Okinawa se levantó y encendió un cigarrillo. Sin mirar a ningún sitio en particular, expulsó el humo débilmente.

—Reiko, has de volver a Okinawa, iré contigo. Será lo mejor, que vuelvas a estudiar en el instituto de belleza, hablaré con tu madre. Este sitio no es bueno para ti.

—No me vengas con esas, Okinawa, anda y vete a dormir, y la próxima vez que vengas a llorar y a suplicarme, aunque te cortes las venas de las dos manos no pienso prestarte más dinero, así que vuélvete tú a Okinawa. Tú eres el que quieres volver ¿no?, pero aunque me lo pidas, no pienso darte dinero para el viaje. Aunque vengas llorando cuando estés con el mono, cuando vengas llorando suplicando… ¡No pienso darte un solo yen! ¡Tú eres el que has de volverte a tu Okinawa!
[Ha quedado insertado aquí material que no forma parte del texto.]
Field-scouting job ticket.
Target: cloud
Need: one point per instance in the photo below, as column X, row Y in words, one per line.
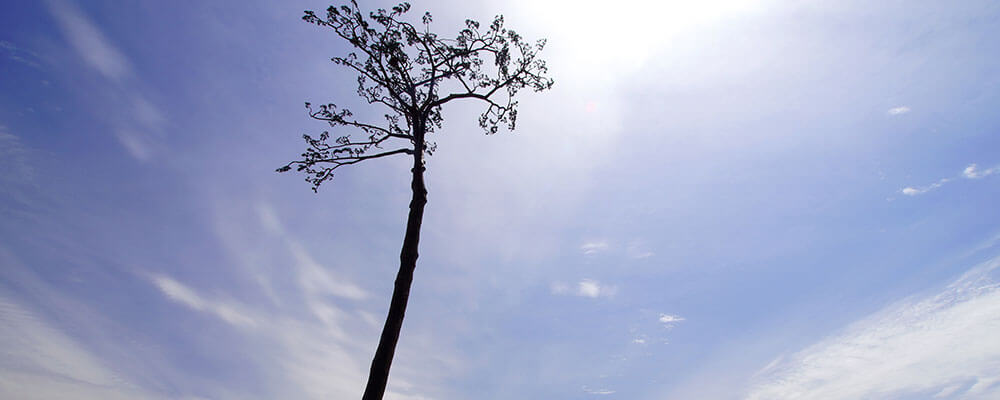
column 972, row 172
column 585, row 288
column 594, row 247
column 593, row 289
column 88, row 41
column 40, row 362
column 913, row 191
column 17, row 54
column 670, row 320
column 598, row 391
column 637, row 250
column 899, row 110
column 184, row 295
column 943, row 346
column 138, row 129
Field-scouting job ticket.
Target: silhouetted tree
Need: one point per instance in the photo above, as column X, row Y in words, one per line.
column 413, row 72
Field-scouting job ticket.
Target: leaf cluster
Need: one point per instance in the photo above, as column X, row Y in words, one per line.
column 413, row 72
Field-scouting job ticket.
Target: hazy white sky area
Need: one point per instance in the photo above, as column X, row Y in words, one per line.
column 720, row 199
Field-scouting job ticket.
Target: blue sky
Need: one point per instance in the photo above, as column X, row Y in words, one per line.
column 718, row 200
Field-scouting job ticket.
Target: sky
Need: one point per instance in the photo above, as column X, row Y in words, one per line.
column 721, row 199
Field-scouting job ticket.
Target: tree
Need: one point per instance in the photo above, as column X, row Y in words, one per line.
column 413, row 73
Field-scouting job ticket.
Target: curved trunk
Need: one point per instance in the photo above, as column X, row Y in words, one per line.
column 379, row 374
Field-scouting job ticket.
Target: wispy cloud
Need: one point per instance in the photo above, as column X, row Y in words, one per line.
column 973, row 172
column 637, row 250
column 670, row 320
column 597, row 391
column 899, row 110
column 17, row 54
column 41, row 362
column 585, row 288
column 88, row 41
column 184, row 295
column 913, row 191
column 594, row 247
column 943, row 346
column 970, row 172
column 137, row 129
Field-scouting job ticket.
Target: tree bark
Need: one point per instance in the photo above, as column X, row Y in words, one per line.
column 378, row 377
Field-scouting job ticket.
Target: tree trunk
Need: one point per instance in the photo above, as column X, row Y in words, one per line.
column 379, row 374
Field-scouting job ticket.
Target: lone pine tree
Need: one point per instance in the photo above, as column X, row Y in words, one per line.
column 413, row 72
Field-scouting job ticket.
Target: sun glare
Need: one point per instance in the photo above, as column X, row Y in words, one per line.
column 632, row 29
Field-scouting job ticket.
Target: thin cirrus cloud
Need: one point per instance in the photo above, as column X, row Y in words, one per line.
column 41, row 362
column 136, row 130
column 670, row 320
column 594, row 247
column 972, row 171
column 899, row 110
column 585, row 288
column 941, row 346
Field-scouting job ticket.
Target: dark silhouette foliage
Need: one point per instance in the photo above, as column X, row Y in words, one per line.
column 412, row 73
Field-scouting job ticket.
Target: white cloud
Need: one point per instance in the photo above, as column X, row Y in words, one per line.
column 598, row 391
column 670, row 320
column 899, row 110
column 913, row 191
column 88, row 41
column 186, row 296
column 944, row 345
column 585, row 288
column 594, row 247
column 594, row 289
column 637, row 250
column 138, row 129
column 37, row 361
column 973, row 172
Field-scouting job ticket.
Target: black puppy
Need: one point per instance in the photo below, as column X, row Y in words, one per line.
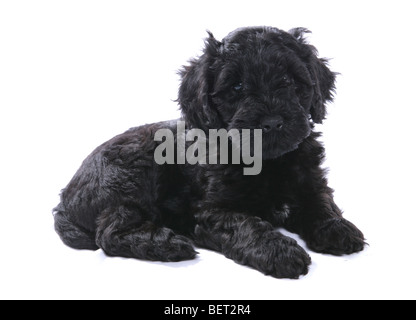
column 122, row 201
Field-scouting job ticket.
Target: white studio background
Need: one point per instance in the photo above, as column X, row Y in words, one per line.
column 75, row 73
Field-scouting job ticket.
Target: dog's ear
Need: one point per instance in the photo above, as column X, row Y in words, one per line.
column 322, row 77
column 196, row 87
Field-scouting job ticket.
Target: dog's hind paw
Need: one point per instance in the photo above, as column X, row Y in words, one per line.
column 336, row 236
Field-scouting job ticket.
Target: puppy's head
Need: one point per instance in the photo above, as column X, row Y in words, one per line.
column 258, row 78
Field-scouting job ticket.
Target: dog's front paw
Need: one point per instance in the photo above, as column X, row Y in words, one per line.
column 336, row 236
column 281, row 257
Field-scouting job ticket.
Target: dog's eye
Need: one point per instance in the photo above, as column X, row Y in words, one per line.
column 238, row 87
Okinawa se volvió a tumbar y murmuró:

—Vete al carajo… Oye, Ryu, toca la flauta.

Yoshiyama miraba la televisión en silencio.

Kei, con muestras todavía de dolor, se tomó una pastilla de Nibrole. Se oyó el sonido de un disparo de pistola, y la cabeza de Van Gogh, cayó sobre su pecho.

—Vaya, este cabrón sí que lo consiguió —murmuró Yoshiyama.